Un numero enorme, che tanti preferiscono ignorare per paura di “disturbare” qualcuno.
A Roma, una ragazza di 19 anni è stata stuprata davanti al fidanzato nel Parco di Tor Tre Teste, durante una rapina compiuta da una banda di uomini di origine straniera.
Una aggressione brutale, una barbarie che offende ogni donna e ogni famiglia italiana.
Dov’è l’indignazione di chi dice di difendere le donne?
Avete visto le “paladine” femministe scendere in piazza per lei?

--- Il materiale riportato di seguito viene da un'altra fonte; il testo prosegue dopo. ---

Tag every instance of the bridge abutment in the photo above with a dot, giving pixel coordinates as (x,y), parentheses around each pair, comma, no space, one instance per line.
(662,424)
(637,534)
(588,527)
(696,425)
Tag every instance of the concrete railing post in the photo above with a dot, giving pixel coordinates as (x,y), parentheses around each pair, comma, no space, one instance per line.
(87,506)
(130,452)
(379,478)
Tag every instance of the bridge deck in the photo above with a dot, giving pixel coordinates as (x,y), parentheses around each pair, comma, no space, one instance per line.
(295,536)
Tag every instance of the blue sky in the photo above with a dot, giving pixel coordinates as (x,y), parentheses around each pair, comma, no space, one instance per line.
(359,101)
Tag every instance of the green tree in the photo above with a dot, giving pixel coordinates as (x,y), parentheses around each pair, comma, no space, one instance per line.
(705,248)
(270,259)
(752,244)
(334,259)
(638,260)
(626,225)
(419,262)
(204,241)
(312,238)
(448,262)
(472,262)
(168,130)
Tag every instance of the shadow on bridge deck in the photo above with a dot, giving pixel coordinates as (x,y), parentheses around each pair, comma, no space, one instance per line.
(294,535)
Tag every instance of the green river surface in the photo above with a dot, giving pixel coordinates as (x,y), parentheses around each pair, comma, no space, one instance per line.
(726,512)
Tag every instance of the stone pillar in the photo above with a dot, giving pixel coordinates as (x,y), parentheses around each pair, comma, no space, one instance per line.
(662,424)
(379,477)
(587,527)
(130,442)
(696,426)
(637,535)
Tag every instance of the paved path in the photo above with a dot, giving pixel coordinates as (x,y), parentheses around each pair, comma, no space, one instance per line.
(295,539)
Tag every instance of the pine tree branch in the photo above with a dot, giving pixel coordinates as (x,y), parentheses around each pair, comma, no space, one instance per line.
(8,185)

Avete sentito una sola parola da chi si riempie la bocca di diritti?
No. Silenzio.
Un silenzio che non nasce oggi e non riguarda solo questo caso.
Un silenzio che ritorna ogni volta che la realtà non serve alla loro narrazione.
Un silenzio di comodo, di convenienza, di ideologia.
Come se il dolore di una donna valesse meno quando a commettere il crimine è qualcuno che “non si può criticare”.
Come se alcune vittime potessero essere difese, e altre dovessero essere nascoste.
Come se esistessero vittime utili e vittime scomode.
Io no. Io non resto zitta.
❗ Chi stupra deve scontare pene certe, senza sconti.
❗ Chi viene in Italia e delinque deve essere rimandato al proprio Paese, subito.
Questo non è odio.
È rispetto per le donne, tutela per le vittime, sicurezza per i cittadini.
🎗️ Le vittime non si scelgono in base all’ideologia.
Io sto dalla parte di tutte le donne, senza eccezioni e senza silenzi.
Perché ogni donna merita la stessa difesa, la stessa dignità, la stessa giustizia.